Currencies jumpy, stocks stable with all eyes on US election

By Lawrence White

LONDON (Reuters) -Stocks were steady on Tuesday but implied volatility ratcheted up in currency markets in an early indication of the market frenzy to come, as the world awaits the outcome of a knife-edge U.S. election.

Overnight implied volatility options for euro/dollar spiked to the highest since November 2016, as did those for the dollar-Mexican peso pair, in recognition that the latter could be hard hit by protectionist policies if Republican Donald Trump defeats Democrat candidate Kamala Harris.

Europe’s benchmark STOXX index edged down 0.2% while MSCI’s broadest index of Asia-Pacific shares outside Japan inched 0.7% higher, as stock markets held their breath ahead of Wednesday’s open.

Currencies, which unlike shares trade around the clock, saw more action albeit still offering only scattered and contradictory indications of which candidate investors were betting on.

The dollar, which had eased as traders made final tweaks to positions, bought 152.46 yen and changed hands at $1.0879 per euro.

“They’ve priced what they think is price-able and that’s that,” said Westpac strategist Imre Speizer, adding that a clear win for Trump would lift the dollar, while a win for Harris would push it a little lower.

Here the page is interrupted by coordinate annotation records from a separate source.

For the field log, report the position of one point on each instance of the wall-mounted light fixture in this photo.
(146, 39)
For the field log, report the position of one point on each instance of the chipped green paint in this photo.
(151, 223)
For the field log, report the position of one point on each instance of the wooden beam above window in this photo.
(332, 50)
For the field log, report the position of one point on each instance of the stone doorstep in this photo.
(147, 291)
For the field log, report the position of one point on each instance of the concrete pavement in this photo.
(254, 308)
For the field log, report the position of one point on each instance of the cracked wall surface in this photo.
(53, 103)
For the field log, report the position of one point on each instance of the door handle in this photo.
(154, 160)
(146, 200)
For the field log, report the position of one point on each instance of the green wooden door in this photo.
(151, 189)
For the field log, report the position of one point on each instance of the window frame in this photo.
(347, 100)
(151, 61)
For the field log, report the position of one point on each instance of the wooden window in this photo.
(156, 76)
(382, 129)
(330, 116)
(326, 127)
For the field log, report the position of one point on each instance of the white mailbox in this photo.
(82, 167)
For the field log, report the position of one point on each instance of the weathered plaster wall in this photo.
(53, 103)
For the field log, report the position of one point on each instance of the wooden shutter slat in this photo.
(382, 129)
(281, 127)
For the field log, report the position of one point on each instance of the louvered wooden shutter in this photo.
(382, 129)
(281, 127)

Bitcoin added 2.7% to about $68,884, with Trump viewed by analysts as enacting more favourable policies for cryptocurrencies than Harris.

Election day ends an acrimonious campaign jolted by assassination attempts on Trump and the withdrawal of President Joe Biden in favour of Harris, with polls showing the candidates virtually tied.

Markets are on edge about how Trump’s protectionist trade policies in particular could stoke inflation and hit exports in the world’s biggest consumer market with bonds and the dollar expected to move on the outcome of the election.

“Ultimately the U.S. election comes down to this – whether the U.S. electorate wants to vote for economic policy continuity, institutional stability and liberal democracy (Harris) or radical trade policy, a further retreat for globalization and strongman democracy (Trump),” J.P. Morgan analysts said in a note. “In short, a vote for stability or change.”

BRACED

China is seen on the front line of tariff risk and the currency in particular is trading on tenterhooks with implied volatility against the dollar around record highs.

The yuan hovered at 7.1083 per dollar, while Chinese stock markets surged to almost one-month highs as investors expect a meeting of top policymakers in Beijing this week to approve local government debt refinancing and spending.

China’s blue chip CSI300 jumped 2.5% and Hong Kong’s Hang Seng rose 1.4%. [.SS]

The Australian dollar barely reacted after the central bank held rates, as expected, with all eyes on the election and the Aussie was last marginally firmer at $0.6614.[AUD/]

“Simply, if Harris wins, we like selling dollar/yen and buying AUDUSD,” said a currency strategists at Citi. “If Trump wins, we like buying USD against EUR, SEK, and NOK.”

Treasury markets, which have priced in a U.S. interest rate cut for Thursday, held their ground in early European trading with 10-year U.S. yields at 4.32%.

Euro zone bond yields edged up, with Germany’s 10-year bond yield climbing nearly 2 basis points to 2.41%, a little below last week’s three-month high of 2.447%.

Oil held sharp overnight gains on delays to producers’ plans for increased output, leaving benchmark Brent crude futures at $75.24 a barrel after a 3% rise on Monday. [O/R]

When U.S. election results roll in after midnight GMT the focus will be on the battleground states of Georgia, North Carolina, Pennsylvania, Michigan, Arizona, Wisconsin and Nevada.

A winner may not be known for days and Trump has signalled that he will attempt to fight any defeat, as he did in 2020.